The chairman's 11 took the honours, but the day was all about celebrating the game which forges off-field friendships that can last a lifetime.

A young teenager at the time of playing for Downham, Mr Thulbourne, 65, worked the land all week and cycled from Boughton to the town each weekend for a game of cricket.

'I loved the game and there really wasn't that much else to do round here, so we wanted to play cricket,' he said.

He gave the game up in about 1981 having clocked-up 20 years representing the town, but that was not the end of the Thulbourne story.

Two years after Roger began playing, his brother Stewart, now of Brandon Creek, also began playing for Downham and he is now club chairman, having served in a number of roles over the years.

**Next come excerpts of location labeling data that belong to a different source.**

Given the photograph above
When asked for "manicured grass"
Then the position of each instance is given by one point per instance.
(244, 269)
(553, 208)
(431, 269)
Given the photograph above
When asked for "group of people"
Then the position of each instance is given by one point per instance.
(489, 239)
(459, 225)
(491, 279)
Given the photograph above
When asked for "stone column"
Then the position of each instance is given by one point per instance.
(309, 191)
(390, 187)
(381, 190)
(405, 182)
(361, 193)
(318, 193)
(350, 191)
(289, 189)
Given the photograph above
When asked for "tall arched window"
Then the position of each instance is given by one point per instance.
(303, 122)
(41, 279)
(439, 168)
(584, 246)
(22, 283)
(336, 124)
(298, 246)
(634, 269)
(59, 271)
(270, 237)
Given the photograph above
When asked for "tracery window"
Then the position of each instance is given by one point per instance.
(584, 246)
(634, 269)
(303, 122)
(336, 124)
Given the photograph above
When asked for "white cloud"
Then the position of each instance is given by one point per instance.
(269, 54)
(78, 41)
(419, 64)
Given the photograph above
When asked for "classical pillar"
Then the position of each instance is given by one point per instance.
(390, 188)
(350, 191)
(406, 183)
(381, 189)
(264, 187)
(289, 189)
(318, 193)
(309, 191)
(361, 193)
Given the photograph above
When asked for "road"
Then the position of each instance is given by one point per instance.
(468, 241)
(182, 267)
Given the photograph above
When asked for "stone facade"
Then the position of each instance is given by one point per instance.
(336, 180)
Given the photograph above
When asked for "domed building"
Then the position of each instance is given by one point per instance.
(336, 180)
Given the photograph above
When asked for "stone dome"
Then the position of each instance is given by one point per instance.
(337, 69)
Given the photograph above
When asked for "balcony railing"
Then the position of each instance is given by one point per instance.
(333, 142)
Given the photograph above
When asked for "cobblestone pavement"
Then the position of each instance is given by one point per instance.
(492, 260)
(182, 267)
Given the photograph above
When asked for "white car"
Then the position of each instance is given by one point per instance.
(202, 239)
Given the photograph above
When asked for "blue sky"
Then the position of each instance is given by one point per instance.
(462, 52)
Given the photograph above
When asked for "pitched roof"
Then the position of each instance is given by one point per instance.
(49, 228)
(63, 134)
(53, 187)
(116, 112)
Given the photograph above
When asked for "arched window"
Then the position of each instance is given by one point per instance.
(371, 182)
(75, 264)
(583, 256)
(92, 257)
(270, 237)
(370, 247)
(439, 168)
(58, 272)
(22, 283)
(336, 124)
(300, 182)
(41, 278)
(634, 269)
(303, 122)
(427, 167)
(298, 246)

'We were playing a team from Nottinghamshire once and there was a young 16-year-old lad who was hitting the ball right across the pitch and into the tennis courts next door. His name was Derek Randall,' said Stewart, 63.

The teenaged Notts batsman went on to carve out an international career with the England team shortly afterwards.

The Thulbourne brothers have passed on their love of the game, and Roger's son Alan, 43, is now captain of the town's third team. He has been invovled with the club for around 30 years himself and there was more silverware for the cabinet this week as Downham won the Gooderstone Cup on Tuesday night after beating Northwold in the finals.

Downham have won the premier division of the Norfolk Cricket Alliance for four years and run a number of teams, including number of youth teams to ensure the game remains alive and well in the town.

Alliance vice chairman John Tythcott, of Norwich, said families like the Thulbournes were the lifeblood of cricket across the county.

'One member of the family inspires others to take up the game. It is often passed from father to son and several clubs have strong family members. Norwich has three generations of one family playing while Swardeston has two brothers and one of the sons.

' It is really important for the game, particularly as youngsters are not getting the chance to play it in schools. I would defy anyone to name a state school in Norwich which offers organised cricket,' he said.

'If it wasn't for the clubs running a youth coaching system for the under nines, 11s, 13s and 15s, the game of cricket would die,' he added.